With the deposits, at today's prices, worth an estimated $US1 billion
($1.6 billion) the company is extremely motivated to overcome the practical difficulties of getting the stuff to the surface.

The riches of the deep are also attracting strong interest from other quarters.

In the past five years, companies in China, France, South Korea, Germany, India, Japan and Russia have started to explore deep-sea mining opportunities.

But Nautilus is leading the way with its Solwara 1 project in the Bismark Sea, which plans to use a combination of extraction technologies developed in the offshore oil industry.

The PNG Government has been tempted by the promised gains from the mining plan. Nautilus has put the economic benefit to the country at about $220 million. While the global financial crisis has delayed the start of the project, initially slated for 2010, Nautilus says it will happen.

In the meantime, the process to obtain PNG government approval is progressing.

Next month, key stakeholders will meet government officials as part of the final stages in the mining lease approval process.
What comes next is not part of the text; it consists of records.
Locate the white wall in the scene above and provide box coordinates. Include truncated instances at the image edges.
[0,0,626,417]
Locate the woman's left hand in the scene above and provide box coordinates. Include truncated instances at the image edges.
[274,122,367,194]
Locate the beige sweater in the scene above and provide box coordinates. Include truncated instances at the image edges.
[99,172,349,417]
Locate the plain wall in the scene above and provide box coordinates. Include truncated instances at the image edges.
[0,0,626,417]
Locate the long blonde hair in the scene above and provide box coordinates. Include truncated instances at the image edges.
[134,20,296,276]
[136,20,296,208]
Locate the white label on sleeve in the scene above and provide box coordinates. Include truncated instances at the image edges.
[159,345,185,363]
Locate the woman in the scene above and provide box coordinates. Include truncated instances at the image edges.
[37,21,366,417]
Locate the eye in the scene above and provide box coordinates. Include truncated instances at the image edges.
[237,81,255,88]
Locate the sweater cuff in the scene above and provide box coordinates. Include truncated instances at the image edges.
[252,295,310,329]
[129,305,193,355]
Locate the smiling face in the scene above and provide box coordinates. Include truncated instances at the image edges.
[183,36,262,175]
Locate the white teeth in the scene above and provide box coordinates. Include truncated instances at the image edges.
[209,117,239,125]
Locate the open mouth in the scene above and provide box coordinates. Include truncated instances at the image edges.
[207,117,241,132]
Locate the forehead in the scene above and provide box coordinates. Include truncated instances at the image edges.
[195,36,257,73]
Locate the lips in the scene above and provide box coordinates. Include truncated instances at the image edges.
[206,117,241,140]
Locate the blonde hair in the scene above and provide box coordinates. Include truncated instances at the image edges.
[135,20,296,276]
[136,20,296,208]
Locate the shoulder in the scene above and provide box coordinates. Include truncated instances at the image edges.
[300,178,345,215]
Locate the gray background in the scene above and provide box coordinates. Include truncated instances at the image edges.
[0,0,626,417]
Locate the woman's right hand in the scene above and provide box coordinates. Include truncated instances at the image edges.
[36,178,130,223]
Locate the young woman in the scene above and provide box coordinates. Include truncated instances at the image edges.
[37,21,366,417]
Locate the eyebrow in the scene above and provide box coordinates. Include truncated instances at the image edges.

But Nautilus faces some significant opposition, including that from environmentalists who say sea-floor mining poses a huge threat that could have regional consequences.

Rick Steiner, a marine conservation specialist with the University of Alaska, is a harsh critic of Nautilus's environmental impact statement (EIS) and local landowners share his concerns.

He said the EIS was inadequate and he had urged the PNG Government to reject the mining plan.

"It is likely that the project would result in severe, prolonged and perhaps region-wide impacts to a globally rare and poorly understood biological community," he said.

"The relative impact of the proposed project on the habitat found only at deep-sea hydrothermal vents would be proportionately far greater than, for instance, impacts of terrestrial mines on global forest habitat."

Mr Steiner said the company's plans to mine for 30 months carried a high risk of endangering or making extinct new species yet to be described.

He is particularly concerned about the 130,000 tonnes of unconsolidated sediment and 115,000 tonnes of waste rock that the mine will produce and that will be pumped on to deeper seabeds nearby.